There are 3 possible situations that can trigger this error and they are here:
1. The IPSec encrypted packets are forwarded out of order by the encrypting router. This
is typically a result of QoS configuration on the encrypting router. This is why you may
contact your peer administrator to make sure if they are using Q0S or not, and also to see
if they are sneding the packets out of order or they are getting disordered in the path
between the peer and your ASA.
2. The IPSec packets received by the decrypting router are out of order due to packet
reordering at an intermediate device.
3. The received IPSec packet is fragmented and requires reassembly before authentication
verification and decryption.

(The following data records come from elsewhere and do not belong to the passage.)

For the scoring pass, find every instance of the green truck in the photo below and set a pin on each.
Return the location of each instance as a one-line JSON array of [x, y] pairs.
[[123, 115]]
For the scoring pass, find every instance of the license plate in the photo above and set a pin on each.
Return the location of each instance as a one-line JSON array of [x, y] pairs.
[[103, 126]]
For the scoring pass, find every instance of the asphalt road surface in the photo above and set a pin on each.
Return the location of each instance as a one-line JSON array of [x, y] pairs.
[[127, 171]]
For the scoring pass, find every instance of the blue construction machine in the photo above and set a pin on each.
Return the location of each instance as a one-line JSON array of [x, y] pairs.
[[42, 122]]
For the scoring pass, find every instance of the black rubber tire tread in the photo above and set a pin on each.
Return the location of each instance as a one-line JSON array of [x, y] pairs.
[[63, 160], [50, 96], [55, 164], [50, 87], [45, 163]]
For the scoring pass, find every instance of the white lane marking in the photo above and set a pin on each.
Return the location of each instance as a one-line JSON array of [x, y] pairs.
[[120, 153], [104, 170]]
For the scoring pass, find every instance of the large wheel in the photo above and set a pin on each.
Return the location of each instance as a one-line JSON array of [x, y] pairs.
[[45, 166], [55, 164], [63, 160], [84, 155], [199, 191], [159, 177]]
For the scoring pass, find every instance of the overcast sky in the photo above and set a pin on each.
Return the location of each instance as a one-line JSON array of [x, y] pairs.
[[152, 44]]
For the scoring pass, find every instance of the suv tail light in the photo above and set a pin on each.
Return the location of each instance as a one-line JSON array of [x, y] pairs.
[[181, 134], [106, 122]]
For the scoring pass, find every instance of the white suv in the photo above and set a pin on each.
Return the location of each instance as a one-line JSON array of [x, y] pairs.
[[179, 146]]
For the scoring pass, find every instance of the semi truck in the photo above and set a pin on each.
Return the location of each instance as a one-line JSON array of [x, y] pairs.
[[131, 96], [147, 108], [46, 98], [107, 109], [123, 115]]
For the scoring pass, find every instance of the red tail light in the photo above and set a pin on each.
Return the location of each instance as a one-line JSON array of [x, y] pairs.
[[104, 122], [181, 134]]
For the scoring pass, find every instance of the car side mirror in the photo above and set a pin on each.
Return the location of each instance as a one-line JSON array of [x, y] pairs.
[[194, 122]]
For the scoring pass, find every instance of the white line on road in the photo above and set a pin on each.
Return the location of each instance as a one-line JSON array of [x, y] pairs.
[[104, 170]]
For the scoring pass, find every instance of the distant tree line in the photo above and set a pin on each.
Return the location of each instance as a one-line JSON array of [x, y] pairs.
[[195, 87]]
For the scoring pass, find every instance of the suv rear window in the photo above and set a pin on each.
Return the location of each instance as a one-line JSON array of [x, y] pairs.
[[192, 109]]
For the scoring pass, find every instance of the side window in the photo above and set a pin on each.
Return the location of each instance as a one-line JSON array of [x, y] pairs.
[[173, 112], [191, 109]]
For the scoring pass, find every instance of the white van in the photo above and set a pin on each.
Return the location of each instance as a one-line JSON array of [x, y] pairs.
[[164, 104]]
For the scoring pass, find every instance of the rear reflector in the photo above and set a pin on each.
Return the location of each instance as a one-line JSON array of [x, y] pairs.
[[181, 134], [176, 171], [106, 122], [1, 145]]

Since the reassembly process is taking place at the process
level, it's possible that the by the time the large packet is reassembled, 64 smaller
packets have already been processed by the crypto engine, thus causing the large packet to
miss the anti-replay window.
I hope you are in sync with me until this point. Now, to avoid these error messages we
need to disable anti-replay check in case the packets are arriving
out of order. In the ASA platfomr, this can opnly be done by disabling authentciation for
this peer. This means that you have to disable authentication on the transform-set used
for this peer. For example, if you were previously using 3des for ecnryption and md5 for
authentication, then you have to use this new tranfomr set for this peer:
crypto ipsec transform-set TEST esp-3des
Instead of: crypto ipsec transform-set TEST esp-3des esp-md5-hmac
In case of fragmentation it will be better to avoid fragmentation by using lower mtu value or fragmentation before encryption.